After a brief opening demonstrating his failure as a solo magic act, Magic jumps ahead to Corky’s nightclub success following the addition of Fats. This being a horror movie prominently featuring a dummy, it’s no spoiler to reveal the magician’s dark secret: that he’s begun to treat Fats as a separate living entity, essentially an embodiment of his own id. William Goldman adapted Magic from his novel of the same name (producer Joseph Levine paid him $1 million for the rights—a princely sum at the time, even for a multi-Oscar winner), and whereas the book was a first-person account, here the screenwriter keeps us at a distance from Corky’s inner thoughts, the better to ratchet up audience uncertainty about just what he’s thinking—and what he’s capable of. The dialogue is refreshingly understated for the genre, and Goldman maintains a grounded humanism even in Corky’s wildest outbursts, to the point where it’s never even said aloud what, exactly, is the magician’s problem.

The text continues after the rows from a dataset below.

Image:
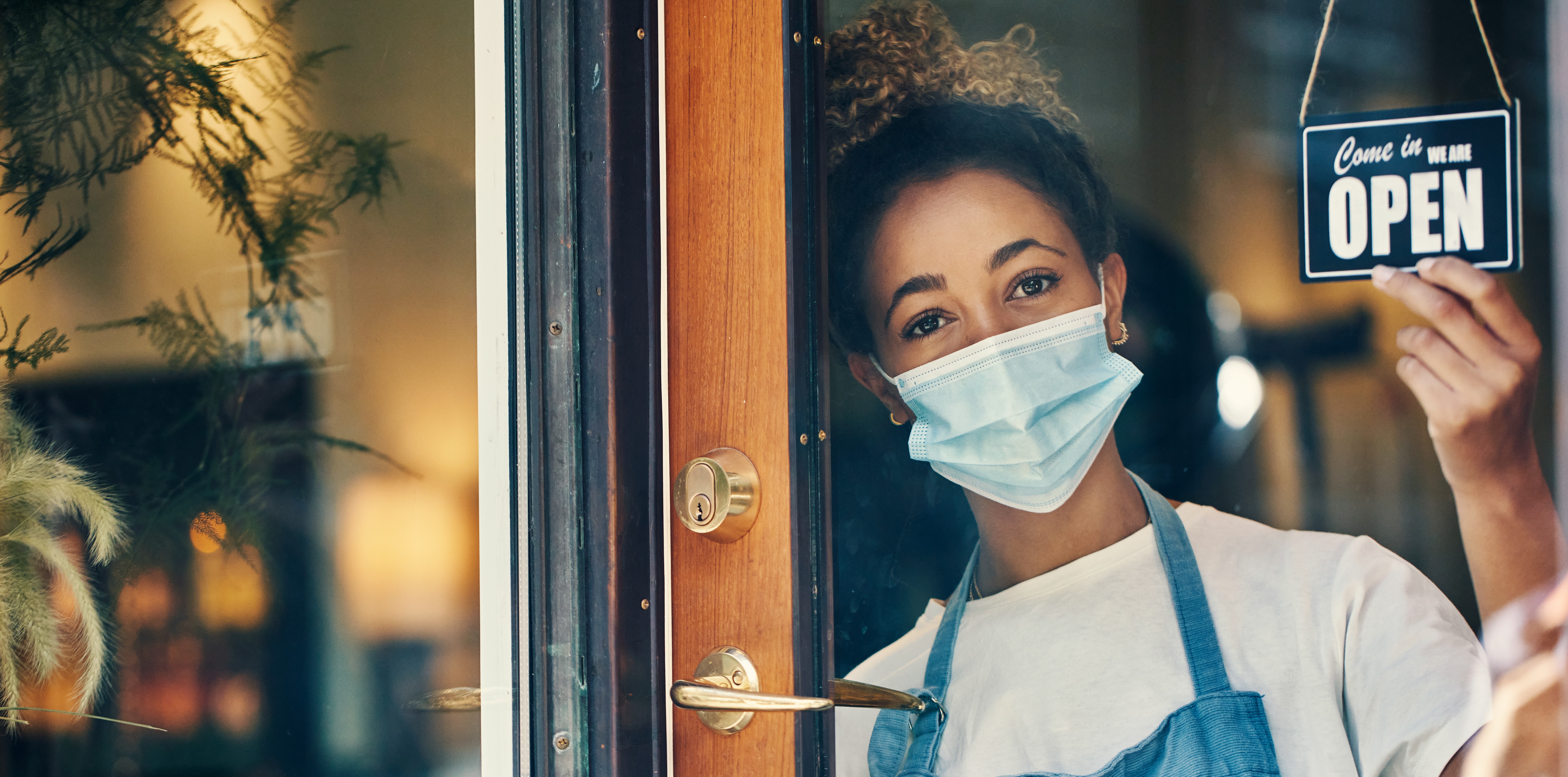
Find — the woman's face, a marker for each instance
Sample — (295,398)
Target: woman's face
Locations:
(965,258)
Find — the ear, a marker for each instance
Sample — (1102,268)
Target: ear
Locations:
(868,376)
(1116,274)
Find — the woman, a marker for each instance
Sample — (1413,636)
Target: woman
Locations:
(1101,629)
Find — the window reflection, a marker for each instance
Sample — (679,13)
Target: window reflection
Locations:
(303,506)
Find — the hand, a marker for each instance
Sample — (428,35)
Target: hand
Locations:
(1473,371)
(1475,374)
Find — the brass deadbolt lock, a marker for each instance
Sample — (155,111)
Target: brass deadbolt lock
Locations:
(717,495)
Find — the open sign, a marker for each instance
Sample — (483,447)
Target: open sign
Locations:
(1393,187)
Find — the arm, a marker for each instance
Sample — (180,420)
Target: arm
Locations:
(1475,373)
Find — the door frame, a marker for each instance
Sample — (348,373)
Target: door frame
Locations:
(575,509)
(581,162)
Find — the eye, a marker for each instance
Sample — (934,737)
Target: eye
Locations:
(924,324)
(1034,285)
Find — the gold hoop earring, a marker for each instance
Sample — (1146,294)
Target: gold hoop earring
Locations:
(1125,337)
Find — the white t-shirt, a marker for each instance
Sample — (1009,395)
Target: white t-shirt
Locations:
(1365,668)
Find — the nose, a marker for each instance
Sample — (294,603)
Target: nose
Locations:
(989,323)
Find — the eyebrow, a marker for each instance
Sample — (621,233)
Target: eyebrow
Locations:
(1017,247)
(934,283)
(919,283)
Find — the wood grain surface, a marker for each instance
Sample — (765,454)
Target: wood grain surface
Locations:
(730,355)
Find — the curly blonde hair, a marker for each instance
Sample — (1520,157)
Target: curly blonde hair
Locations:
(902,56)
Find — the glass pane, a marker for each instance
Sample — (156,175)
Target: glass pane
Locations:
(270,373)
(1260,396)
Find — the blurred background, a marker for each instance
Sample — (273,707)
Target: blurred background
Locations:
(295,647)
(1261,396)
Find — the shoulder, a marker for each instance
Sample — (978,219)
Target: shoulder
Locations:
(896,665)
(1235,542)
(1322,575)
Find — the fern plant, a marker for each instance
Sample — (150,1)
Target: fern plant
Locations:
(40,490)
(93,89)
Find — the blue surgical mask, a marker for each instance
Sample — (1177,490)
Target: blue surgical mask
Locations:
(1020,418)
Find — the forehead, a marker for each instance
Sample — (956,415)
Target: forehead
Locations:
(963,216)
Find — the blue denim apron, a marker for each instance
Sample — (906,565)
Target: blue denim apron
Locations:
(1221,732)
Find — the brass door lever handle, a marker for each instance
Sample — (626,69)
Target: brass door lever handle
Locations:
(709,694)
(725,694)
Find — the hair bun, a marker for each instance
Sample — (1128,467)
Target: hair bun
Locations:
(899,57)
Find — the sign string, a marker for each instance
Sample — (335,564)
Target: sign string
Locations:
(1318,54)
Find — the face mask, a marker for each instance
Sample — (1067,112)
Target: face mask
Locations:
(1018,418)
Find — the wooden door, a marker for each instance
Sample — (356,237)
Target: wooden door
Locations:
(742,365)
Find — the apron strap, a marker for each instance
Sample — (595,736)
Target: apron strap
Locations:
(912,740)
(1192,605)
(904,742)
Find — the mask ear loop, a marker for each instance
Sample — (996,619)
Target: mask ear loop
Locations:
(882,371)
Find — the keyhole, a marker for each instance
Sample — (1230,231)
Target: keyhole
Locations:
(702,487)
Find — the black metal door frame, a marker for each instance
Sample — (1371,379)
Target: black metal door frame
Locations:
(586,243)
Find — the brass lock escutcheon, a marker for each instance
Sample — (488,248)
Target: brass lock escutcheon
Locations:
(717,495)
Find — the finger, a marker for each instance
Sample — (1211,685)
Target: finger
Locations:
(1439,355)
(1448,313)
(1486,294)
(1435,396)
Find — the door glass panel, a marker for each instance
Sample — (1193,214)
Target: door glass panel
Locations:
(269,369)
(1261,396)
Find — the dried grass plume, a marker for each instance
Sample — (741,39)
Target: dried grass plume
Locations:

The film is unnerving even for those who aren’t automatonophobes. Director Richard Attenborough favors long, lingering shots of Corky and his wooden accomplice—so much so that viewers could be forgiven for repeatedly wondering if the film is going to lurch into supernatural territory and have the dummy come alive. The most anxiety-inducing sequence in Magic isn’t any of the explosive moments of violence but rather when Corky and his agent, Ben (a wonderful Burgess Meredith), sit quietly facing one another after the latter walks in and catches his talent screaming at Fats as though he were alive. Taking out a cigar, Ben tells Corky he’ll forget what he just saw, provided they can go five minutes without Fats talking. As the seconds tick by, Hopkins’ increasingly agitated Corky starts to drop his mask. By the end, even Hannibal Lecter might feel too uncomfortable to stick around.

Availability: Magic is currently streaming on HBO Max. It’s also available to rent or purchase digitally from Amazon, Apple, or Microsoft.